WASHINGTON (Reuters) – New orders for U.S.-made capital goods unexpectedly fell in November while shipments rose modestly, suggesting that shortages were hampering business spending on equipment.
Orders for non-defense capital goods excluding aircraft, a closely watched proxy for business spending plans, dipped 0.1% last month, the Commerce Department said on Thursday. These so-called core capital goods orders shot up 0.9% in October.
Economists polled by Reuters had forecast core capital goods orders rising 0.6%.
Shipments of core capital goods gained 0.3% last month after increasing 0.4% in October. Core capital goods shipments are used to calculate equipment spending in the GDP measurement.
Business spending on equipment contracted in the third quarter after four straight quarters of double-digit growth. It was weighed down by a shortage of motor vehicles. A global shortage of semiconductors is hampering motor vehicle production.

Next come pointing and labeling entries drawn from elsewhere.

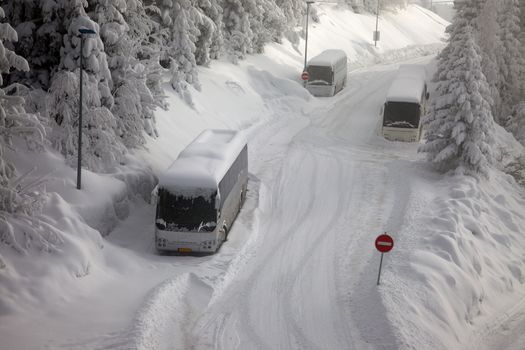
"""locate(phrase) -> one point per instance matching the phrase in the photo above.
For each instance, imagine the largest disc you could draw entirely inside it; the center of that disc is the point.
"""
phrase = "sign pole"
(384, 243)
(380, 265)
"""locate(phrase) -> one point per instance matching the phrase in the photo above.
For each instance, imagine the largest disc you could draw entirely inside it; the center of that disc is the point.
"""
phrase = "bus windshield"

Orders for durable goods, items ranging from toasters to aircraft that are meant to last three years or more, accelerated 2.5% last month after edging up 0.1% in October. They were boosted by a 6.5% jump in orders for transportation equipment, which followed a 0.3% drop in October. Motor vehicle orders increased 1.0% after rebounding 5.8% in October.
Orders for the volatile civilian aircraft category soared 34.1% after falling 4.1% in October. Boeing reported on its website that it had received 109 aircraft orders last month compared to only 10 in October.